Accusations of exaggerating risk is a running theme in the nuclear debate. A recent French report (Sermage‐Faure et al., 2012) suggested a possible excess risk of childhood leukaemia in the close vicinity of nuclear power plants. Yet, other studies provide evidence that the hypothetical risk increase in the areas surrounding nuclear utilities can be down to a simple statistical fluctuations (see: Hill & Laplanche, 1990; Iwasaki, Nishizawa, & Murata, 1995; Janiak, 2014). The truth is, for every 1 person killed by nuclear power generation globally, 4,000 people die due to coal energy production (Wang, 2011). That’s not taking into account the 3 million people that the World Health Organisation (2018) say die every year as a result of ambient air pollution, in large part caused by the burning of fossil fuels.

“And how many more will die as a direct result of climate change, if current projections hold?” asks the Utilitarian. Indeed, the numbers that might die due to heat, displacement, diaspora, war, famine, flooding and other severe weather events run so colossally high as to almost render them meaningless to the finite human psyche (Gasparrini et al., 2017).

“So, as far as risk goes, transitioning to cleaner energy could well maximize well-being in Britain, although perhaps not my constituents in the immediate vicinity,” I ponder. “But what impact will a single nuclear power-plant in my constituency realistically have on mitigating global temperature rise, or other environmental concerns?”

“Don’t think of it like that,” advises the Utilitarian. “We don’t have to prove the fruition of our outcomes to act-morally. All we need to do is consider the likelihood of potential impacts.”

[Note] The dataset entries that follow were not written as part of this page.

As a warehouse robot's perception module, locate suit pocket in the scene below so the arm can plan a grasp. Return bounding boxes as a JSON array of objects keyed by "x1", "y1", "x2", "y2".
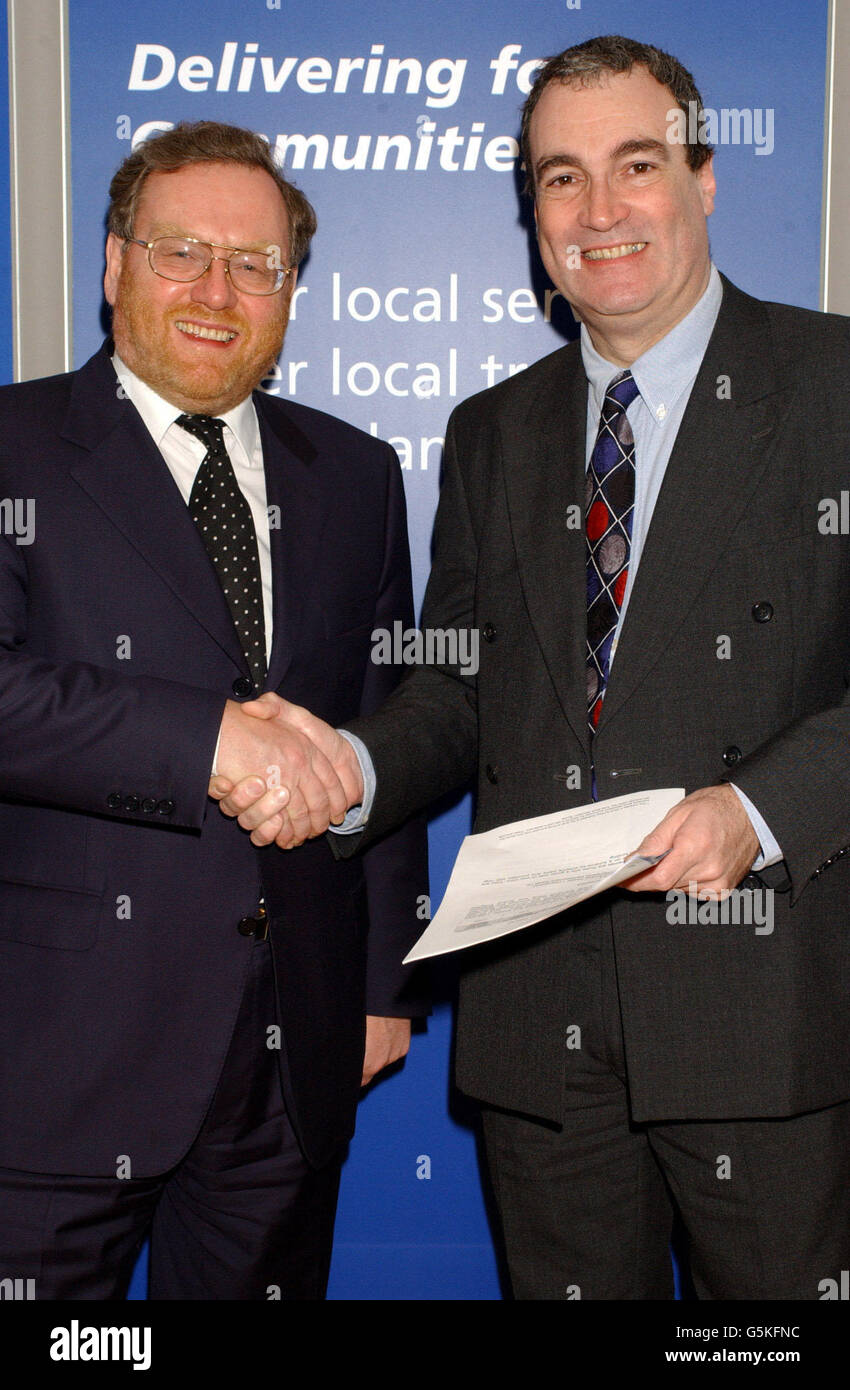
[{"x1": 0, "y1": 878, "x2": 101, "y2": 951}]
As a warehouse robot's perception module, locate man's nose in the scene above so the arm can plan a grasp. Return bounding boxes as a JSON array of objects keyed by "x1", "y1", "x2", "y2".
[
  {"x1": 190, "y1": 256, "x2": 238, "y2": 309},
  {"x1": 579, "y1": 179, "x2": 629, "y2": 231}
]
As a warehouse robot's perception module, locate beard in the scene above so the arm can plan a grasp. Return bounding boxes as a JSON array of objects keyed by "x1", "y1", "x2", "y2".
[{"x1": 113, "y1": 263, "x2": 289, "y2": 416}]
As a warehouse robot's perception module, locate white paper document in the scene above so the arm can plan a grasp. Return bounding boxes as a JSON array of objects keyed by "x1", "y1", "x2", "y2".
[{"x1": 404, "y1": 787, "x2": 685, "y2": 963}]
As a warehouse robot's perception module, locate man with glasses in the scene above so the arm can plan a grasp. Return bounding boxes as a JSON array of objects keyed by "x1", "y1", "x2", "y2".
[{"x1": 0, "y1": 122, "x2": 425, "y2": 1300}]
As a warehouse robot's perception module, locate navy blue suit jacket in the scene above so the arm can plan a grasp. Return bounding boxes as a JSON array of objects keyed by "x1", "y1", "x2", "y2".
[{"x1": 0, "y1": 343, "x2": 426, "y2": 1177}]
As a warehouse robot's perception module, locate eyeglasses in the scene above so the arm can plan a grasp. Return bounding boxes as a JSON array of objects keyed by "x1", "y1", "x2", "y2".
[{"x1": 124, "y1": 236, "x2": 294, "y2": 295}]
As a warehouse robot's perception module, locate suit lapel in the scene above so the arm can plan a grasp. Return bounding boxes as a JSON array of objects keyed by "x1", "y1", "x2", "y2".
[
  {"x1": 254, "y1": 392, "x2": 325, "y2": 689},
  {"x1": 63, "y1": 342, "x2": 247, "y2": 674},
  {"x1": 503, "y1": 343, "x2": 588, "y2": 749},
  {"x1": 597, "y1": 279, "x2": 790, "y2": 734}
]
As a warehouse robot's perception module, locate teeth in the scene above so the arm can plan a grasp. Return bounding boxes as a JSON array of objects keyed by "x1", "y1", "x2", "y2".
[
  {"x1": 178, "y1": 320, "x2": 236, "y2": 343},
  {"x1": 583, "y1": 242, "x2": 646, "y2": 260}
]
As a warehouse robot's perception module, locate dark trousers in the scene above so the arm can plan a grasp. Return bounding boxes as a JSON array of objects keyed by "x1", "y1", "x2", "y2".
[
  {"x1": 0, "y1": 942, "x2": 340, "y2": 1300},
  {"x1": 483, "y1": 926, "x2": 850, "y2": 1300}
]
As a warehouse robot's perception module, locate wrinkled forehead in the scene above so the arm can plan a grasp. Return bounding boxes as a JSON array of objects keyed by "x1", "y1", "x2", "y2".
[
  {"x1": 135, "y1": 164, "x2": 289, "y2": 252},
  {"x1": 529, "y1": 67, "x2": 679, "y2": 160}
]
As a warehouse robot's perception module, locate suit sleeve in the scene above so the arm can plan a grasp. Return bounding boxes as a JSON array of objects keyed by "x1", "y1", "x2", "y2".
[
  {"x1": 361, "y1": 456, "x2": 428, "y2": 1017},
  {"x1": 0, "y1": 522, "x2": 224, "y2": 828},
  {"x1": 733, "y1": 683, "x2": 850, "y2": 902},
  {"x1": 338, "y1": 416, "x2": 478, "y2": 853}
]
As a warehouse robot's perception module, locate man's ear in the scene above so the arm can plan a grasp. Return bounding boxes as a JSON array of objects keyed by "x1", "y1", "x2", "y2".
[
  {"x1": 103, "y1": 232, "x2": 125, "y2": 304},
  {"x1": 696, "y1": 154, "x2": 717, "y2": 217}
]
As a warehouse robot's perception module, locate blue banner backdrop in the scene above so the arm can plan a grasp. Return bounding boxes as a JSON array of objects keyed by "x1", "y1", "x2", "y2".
[{"x1": 63, "y1": 0, "x2": 828, "y2": 1300}]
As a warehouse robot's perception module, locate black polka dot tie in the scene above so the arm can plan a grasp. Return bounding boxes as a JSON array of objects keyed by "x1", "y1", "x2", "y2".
[{"x1": 176, "y1": 416, "x2": 267, "y2": 692}]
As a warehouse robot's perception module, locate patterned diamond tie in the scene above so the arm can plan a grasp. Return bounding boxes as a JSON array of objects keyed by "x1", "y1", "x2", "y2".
[
  {"x1": 585, "y1": 371, "x2": 638, "y2": 739},
  {"x1": 176, "y1": 416, "x2": 267, "y2": 694}
]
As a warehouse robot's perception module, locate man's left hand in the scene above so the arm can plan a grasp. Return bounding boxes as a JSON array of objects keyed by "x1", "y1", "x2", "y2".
[
  {"x1": 360, "y1": 1013, "x2": 410, "y2": 1086},
  {"x1": 622, "y1": 785, "x2": 760, "y2": 898}
]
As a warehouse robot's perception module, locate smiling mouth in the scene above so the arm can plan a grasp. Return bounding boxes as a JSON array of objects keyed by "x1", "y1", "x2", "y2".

As stated, in the most liberal of optimistic scenarios, Hinkley could provide up to 7% of the UK’s energy needs, which is the equivalent of powering 5million homes. In theory, no harmful pollutants or greenhouse gases are emitted during the nuclear process of generating electricity, just harmless steam (US Energy Information Administration, 2017). Indeed, as EDF state, Hinkley C could potentially offer low carbon electricity for decades, avoiding 10 million tonnes of carbon dioxide emissions a year—that’s 600million tonnes over its 60 year lifespan. Although this in itself will not single-handedly solve rising global temperatures, there is the potential to act as a paragon for other projects, catalysing the proliferation of reduced-carbon energy production.

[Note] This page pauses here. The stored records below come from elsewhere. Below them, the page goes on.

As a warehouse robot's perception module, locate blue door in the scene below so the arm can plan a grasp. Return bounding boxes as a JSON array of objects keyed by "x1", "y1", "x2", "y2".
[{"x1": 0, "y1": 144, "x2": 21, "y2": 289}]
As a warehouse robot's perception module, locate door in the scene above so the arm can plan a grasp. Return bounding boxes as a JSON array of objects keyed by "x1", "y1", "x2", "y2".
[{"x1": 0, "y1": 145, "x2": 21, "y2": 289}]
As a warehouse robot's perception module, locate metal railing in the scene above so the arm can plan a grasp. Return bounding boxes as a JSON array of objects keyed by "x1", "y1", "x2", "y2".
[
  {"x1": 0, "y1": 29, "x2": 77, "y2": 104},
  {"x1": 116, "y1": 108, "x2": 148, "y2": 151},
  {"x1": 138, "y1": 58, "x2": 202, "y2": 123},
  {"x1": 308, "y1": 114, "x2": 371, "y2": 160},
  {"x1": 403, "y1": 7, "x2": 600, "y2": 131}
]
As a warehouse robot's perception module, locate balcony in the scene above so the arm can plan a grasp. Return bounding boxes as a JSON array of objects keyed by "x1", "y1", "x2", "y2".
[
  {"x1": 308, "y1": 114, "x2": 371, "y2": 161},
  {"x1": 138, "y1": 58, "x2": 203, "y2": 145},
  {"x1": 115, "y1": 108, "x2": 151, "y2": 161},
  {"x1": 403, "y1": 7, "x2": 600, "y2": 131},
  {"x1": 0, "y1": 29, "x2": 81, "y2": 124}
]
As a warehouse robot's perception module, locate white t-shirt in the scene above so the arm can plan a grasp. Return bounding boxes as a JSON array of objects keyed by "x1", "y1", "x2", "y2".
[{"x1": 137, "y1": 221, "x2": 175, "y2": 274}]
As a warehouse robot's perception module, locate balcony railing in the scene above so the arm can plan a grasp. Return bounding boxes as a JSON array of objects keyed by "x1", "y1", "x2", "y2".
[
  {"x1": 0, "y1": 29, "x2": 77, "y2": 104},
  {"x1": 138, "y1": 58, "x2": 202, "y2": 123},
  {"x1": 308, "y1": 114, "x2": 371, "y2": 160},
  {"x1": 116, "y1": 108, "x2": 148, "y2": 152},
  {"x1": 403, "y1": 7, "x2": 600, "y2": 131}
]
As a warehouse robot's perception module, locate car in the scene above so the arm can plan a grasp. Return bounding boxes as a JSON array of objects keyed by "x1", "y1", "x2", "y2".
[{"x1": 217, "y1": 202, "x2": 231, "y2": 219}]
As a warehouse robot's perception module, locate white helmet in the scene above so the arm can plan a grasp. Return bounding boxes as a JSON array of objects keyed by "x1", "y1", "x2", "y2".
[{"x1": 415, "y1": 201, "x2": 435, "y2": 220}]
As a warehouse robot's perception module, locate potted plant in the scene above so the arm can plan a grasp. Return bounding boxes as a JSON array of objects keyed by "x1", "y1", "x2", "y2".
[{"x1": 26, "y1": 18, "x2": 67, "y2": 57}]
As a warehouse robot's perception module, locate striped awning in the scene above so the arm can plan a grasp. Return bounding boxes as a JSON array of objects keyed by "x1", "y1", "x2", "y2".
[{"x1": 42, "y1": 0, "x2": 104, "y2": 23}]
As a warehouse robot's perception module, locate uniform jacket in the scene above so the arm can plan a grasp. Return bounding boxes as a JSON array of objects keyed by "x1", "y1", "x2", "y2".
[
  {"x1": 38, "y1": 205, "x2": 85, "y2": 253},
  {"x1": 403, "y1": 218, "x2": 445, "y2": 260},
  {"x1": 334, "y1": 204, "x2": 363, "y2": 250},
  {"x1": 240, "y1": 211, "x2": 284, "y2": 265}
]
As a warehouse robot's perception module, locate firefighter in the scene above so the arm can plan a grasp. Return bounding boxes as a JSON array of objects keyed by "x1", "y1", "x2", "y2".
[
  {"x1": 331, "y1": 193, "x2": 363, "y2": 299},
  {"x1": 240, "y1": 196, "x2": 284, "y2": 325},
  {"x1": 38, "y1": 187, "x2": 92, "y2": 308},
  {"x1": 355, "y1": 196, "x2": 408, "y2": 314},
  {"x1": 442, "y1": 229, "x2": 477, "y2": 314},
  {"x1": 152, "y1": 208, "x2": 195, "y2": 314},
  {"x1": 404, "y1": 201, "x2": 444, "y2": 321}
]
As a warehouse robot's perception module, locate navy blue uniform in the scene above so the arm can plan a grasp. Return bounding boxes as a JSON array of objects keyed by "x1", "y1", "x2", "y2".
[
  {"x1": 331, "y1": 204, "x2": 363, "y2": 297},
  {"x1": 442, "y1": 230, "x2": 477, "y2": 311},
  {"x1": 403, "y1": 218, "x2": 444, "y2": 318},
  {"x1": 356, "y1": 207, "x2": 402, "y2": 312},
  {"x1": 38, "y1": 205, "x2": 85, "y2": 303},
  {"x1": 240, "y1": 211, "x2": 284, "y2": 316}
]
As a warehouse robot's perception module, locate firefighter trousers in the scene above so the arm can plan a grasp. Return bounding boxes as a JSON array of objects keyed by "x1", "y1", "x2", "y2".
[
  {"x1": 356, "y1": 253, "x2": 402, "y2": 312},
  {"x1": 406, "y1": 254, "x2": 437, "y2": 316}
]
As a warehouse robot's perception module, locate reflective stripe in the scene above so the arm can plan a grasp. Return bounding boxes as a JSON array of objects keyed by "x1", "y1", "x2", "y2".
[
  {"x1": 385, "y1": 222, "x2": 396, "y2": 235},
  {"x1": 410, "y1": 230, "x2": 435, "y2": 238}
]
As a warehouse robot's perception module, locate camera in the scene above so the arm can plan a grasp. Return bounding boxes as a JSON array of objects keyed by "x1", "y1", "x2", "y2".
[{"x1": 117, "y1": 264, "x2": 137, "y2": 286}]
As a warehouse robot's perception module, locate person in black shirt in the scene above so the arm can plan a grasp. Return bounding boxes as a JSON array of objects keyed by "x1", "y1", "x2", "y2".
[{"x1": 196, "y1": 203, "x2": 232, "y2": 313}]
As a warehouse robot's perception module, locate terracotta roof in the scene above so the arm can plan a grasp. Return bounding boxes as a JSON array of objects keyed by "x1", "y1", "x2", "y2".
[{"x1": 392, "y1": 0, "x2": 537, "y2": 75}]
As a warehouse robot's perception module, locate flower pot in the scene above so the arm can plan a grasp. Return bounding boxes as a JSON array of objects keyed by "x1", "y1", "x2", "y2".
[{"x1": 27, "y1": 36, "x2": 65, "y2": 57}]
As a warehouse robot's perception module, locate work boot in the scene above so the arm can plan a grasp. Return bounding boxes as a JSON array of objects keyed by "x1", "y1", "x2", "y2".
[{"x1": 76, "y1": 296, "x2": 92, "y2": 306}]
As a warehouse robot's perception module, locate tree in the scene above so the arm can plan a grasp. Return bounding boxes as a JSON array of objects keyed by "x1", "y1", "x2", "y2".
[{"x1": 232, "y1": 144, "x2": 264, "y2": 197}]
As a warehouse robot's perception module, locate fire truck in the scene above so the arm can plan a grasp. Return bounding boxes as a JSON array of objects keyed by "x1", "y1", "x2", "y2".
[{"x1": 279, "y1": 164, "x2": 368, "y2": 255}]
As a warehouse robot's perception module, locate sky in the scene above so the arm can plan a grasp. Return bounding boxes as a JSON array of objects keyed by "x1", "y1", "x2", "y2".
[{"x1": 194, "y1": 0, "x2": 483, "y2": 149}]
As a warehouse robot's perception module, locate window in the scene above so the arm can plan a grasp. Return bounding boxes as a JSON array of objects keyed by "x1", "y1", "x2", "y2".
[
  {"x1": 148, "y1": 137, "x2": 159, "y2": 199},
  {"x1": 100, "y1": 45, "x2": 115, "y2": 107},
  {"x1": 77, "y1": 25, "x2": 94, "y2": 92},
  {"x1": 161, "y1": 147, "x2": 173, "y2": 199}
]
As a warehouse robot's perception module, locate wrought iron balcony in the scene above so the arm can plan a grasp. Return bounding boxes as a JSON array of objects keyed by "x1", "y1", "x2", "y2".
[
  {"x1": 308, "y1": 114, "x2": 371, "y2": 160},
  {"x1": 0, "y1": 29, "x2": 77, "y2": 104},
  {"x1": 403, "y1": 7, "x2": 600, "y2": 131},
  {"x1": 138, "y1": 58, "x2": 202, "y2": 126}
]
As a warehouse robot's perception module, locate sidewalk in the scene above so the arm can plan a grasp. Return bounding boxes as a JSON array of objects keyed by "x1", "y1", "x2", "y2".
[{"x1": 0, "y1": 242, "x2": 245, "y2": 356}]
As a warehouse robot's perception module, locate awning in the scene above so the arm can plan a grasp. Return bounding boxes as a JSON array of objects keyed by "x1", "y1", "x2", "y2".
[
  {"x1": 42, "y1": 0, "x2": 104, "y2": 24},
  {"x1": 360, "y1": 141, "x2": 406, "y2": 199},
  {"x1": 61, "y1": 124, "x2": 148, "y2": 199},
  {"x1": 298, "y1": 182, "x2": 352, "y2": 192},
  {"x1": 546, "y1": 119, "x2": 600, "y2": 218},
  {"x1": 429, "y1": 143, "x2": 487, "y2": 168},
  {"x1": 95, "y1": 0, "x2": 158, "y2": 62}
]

Further, in the US, and other developed nations, the transport sector is a major climate forcing, contributing up to 30% of national green-house gas emissions (Union of Concerned Scientists, n.d.). But, if electric vehicles catch on as fast as some researchers project, the US could reduce oil usage by 21 million barrels per day and cut CO2 emissions 3.2 billion tons a year—equivalent to 60 percent of total US emissions today (Leahy, 2017). If the same projections hold for the UK, a serious source of energy—other than fossil fuels—will be required to power those vehicles, as it currently takes—depending on the car and driver—about 20–25 kwh of electricity to travel 100 miles (Berman, 2011). So, again, from a utilitarian stand-point, the potential well-being is again maximized if safe, clean nuclear operations are commissioned at Hinkley. Maximized not just for the immediate environment of Sedgemoor District, or the wider South West Region, but for the nation as a whole and, long term, even the global system. Even a miniscule contribution is, in this context, desirable, as even a tiny amount of increased well-being is theoretically superior to the zero gain in environmental well-being should nuclear generation be blocked.

“We’ve talked about safety and the environment as components of well-being,” I say. “So let’s now talk about the economy—my other primary contribution to the well-being of my constituents.”

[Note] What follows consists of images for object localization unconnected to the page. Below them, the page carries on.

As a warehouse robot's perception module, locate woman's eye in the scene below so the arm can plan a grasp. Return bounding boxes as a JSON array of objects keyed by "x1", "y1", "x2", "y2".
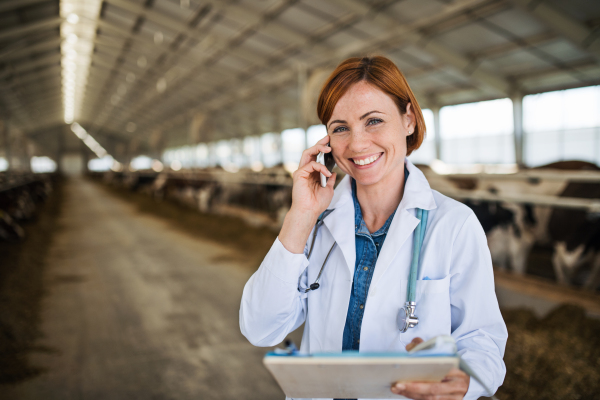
[{"x1": 332, "y1": 126, "x2": 348, "y2": 133}]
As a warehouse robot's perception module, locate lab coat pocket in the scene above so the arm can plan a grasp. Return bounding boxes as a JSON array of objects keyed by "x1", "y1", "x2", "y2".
[{"x1": 410, "y1": 275, "x2": 452, "y2": 341}]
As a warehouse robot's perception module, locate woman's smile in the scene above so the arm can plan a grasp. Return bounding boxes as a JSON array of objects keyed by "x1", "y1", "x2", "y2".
[{"x1": 350, "y1": 152, "x2": 383, "y2": 169}]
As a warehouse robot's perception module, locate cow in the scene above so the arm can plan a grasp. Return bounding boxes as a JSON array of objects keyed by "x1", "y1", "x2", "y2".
[{"x1": 548, "y1": 182, "x2": 600, "y2": 289}]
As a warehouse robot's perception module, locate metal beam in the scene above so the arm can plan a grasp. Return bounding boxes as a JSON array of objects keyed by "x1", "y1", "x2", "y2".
[
  {"x1": 0, "y1": 17, "x2": 63, "y2": 40},
  {"x1": 331, "y1": 0, "x2": 511, "y2": 95},
  {"x1": 0, "y1": 0, "x2": 51, "y2": 13},
  {"x1": 0, "y1": 36, "x2": 62, "y2": 63},
  {"x1": 511, "y1": 0, "x2": 600, "y2": 61},
  {"x1": 143, "y1": 0, "x2": 510, "y2": 134},
  {"x1": 0, "y1": 53, "x2": 61, "y2": 79}
]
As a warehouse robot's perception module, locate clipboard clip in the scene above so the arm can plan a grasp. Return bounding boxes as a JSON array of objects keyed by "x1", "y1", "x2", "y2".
[{"x1": 273, "y1": 339, "x2": 298, "y2": 356}]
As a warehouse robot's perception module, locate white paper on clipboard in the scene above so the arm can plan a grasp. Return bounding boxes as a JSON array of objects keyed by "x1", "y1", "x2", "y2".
[{"x1": 264, "y1": 353, "x2": 460, "y2": 399}]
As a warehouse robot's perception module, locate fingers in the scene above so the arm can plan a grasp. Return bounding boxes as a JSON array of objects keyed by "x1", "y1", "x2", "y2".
[
  {"x1": 300, "y1": 136, "x2": 331, "y2": 167},
  {"x1": 391, "y1": 368, "x2": 469, "y2": 400},
  {"x1": 326, "y1": 172, "x2": 337, "y2": 190},
  {"x1": 294, "y1": 161, "x2": 332, "y2": 179},
  {"x1": 406, "y1": 338, "x2": 423, "y2": 351}
]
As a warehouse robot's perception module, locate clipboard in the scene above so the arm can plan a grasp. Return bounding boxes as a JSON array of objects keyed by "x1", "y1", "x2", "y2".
[{"x1": 263, "y1": 352, "x2": 460, "y2": 399}]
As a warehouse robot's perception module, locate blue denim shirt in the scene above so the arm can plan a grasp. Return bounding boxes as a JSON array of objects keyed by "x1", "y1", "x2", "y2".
[{"x1": 342, "y1": 165, "x2": 408, "y2": 350}]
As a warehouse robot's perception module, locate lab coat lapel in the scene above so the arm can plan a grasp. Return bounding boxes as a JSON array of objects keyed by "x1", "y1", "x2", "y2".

“Construction is already bringing jobs to the area,” says the Utilitarian, eagerly. “If Hinkley isn’t built in your constituency, zero new jobs are created as a result of your decision to help block operations. But on the other hand, if you help enable operations, EDF Energy says 4,000 new jobs will be created during construction, and then up to 700 jobs for the next 60 years while Hinkley is in operation. More jobs means more money coming into the area. And with such a lightly populated constituency, more workers will have to come in from outside the area, maximizing well-being for families around the wider UK, and opening vacancies in other areas of the nation. From a utilitarian vantage, this is a simple one, lending itself to straightforward market valuation.”

Whilst economic profitability and reduced unemployment in my own region, and regions outside, is undeniably a strong utilitarian argument; I think of my upcoming appointment with the Local, and I consider the exchange rate of economic well-being to emotional, all-round well-being. Doubtless, economic variables have an affective impact on our well-being, but money is only one sort of wealth, only one sort of value. The Utilitarian speaks of explicit value, but what of implicit? I think of Somerset and the lush green of the Quantock Hills, and I don’t have to imagine the cold wind in my hair as I ramble in-between pubs on a Sunday, because I have been feeling it for a good portion of my life. Glacial rivulets streaming over my face. How will the wind feel in the future if I commission not only the production of nuclear energy downwind, but the storage of nuclear waste?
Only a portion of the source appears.